DELETE FROM Employees WHERE DepartmentID = 3;
-- Safe delete with EXISTS
DELETE e FROM Employees e
WHERE EXISTS (SELECT 1 FROM Departments d WHERE d.DepartmentID = e.DepartmentID AND d.IsActive = 0);

SELECT:

-- Basic select
SELECT * FROM Employees;

-- With conditions
SELECT FirstName, LastName, Salary
FROM Employees
WHERE Salary > 50000 AND DepartmentID IN (1,2,3);

-- With aliases
SELECT e.FirstName + ' ' + e.LastName AS FullName, d.DepartmentName
FROM Employees e
JOIN Departments d ON e.DepartmentID = d.DepartmentID;

Data Types and Constraints

Common Data Types

  • Numeric: INT, BIGINT, DECIMAL(p,s), FLOAT
  • String: VARCHAR(n), NVARCHAR(n), CHAR(n), TEXT
  • Date/Time: DATE, DATETIME, DATETIME2, TIME
  • Binary: VARBINARY, IMAGE
  • Other: BIT, UNIQUEIDENTIFIER, XML, JSON (SQL Server 2016+)

Constraints

PRIMARY KEY: Ensures uniqueness and identifies rows.

CREATE TABLE Users (
    UserID INT PRIMARY KEY,
    Username VARCHAR(50) UNIQUE NOT NULL
);

FOREIGN KEY: Maintains referential integrity.

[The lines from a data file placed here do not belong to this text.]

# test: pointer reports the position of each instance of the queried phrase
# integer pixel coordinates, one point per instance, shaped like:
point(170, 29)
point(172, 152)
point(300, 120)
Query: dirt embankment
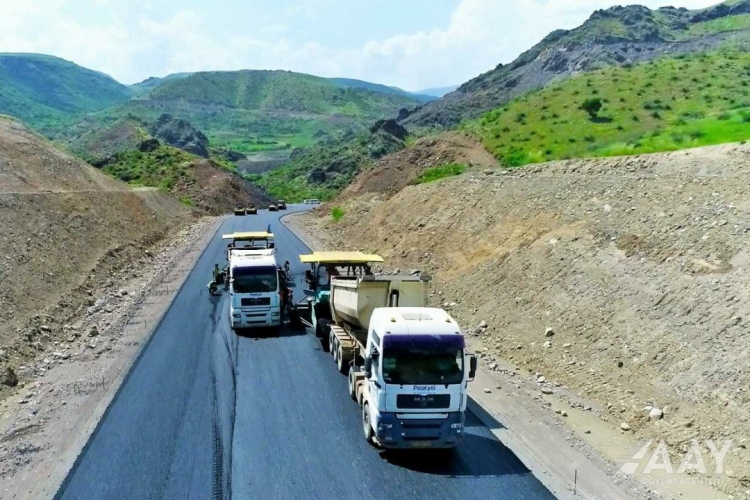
point(623, 281)
point(394, 172)
point(69, 233)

ALTER TABLE Orders ADD CONSTRAINT FK_Orders_Customers
FOREIGN KEY (CustomerID) REFERENCES Customers(CustomerID);

CHECK: Validates data against a condition.

ALTER TABLE Products ADD CONSTRAINT CHK_Price
CHECK (Price > 0 AND Price < 10000);

DEFAULT: Provides default values.

ALTER TABLE Users ADD CreatedDate DATETIME DEFAULT GETDATE();

UNIQUE: Ensures column values are unique.

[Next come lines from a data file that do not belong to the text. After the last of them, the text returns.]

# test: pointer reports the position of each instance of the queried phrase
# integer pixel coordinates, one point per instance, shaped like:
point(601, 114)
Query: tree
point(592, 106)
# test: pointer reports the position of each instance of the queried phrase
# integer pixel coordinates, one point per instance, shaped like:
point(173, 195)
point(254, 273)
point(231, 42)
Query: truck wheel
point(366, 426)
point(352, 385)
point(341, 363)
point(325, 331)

CREATE UNIQUE INDEX IX_Users_Email ON Users(Email);

Joins and Relationships

Types of Joins

INNER JOIN: Returns matching rows from both tables.

SELECT e.FirstName, d.DepartmentName
FROM Employees e
INNER JOIN Departments d ON e.DepartmentID = d.DepartmentID;

LEFT JOIN: Returns all rows from left table, matching from right.

SELECT e.FirstName, d.DepartmentName
FROM Employees e
LEFT JOIN Departments d ON e.DepartmentID = d.DepartmentID;

RIGHT JOIN: Returns all rows from right table, matching from left.

SELECT e.FirstName, d.DepartmentName
FROM Employees e
RIGHT JOIN Departments d ON e.DepartmentID = d.DepartmentID;

FULL OUTER JOIN: Returns all rows from both tables.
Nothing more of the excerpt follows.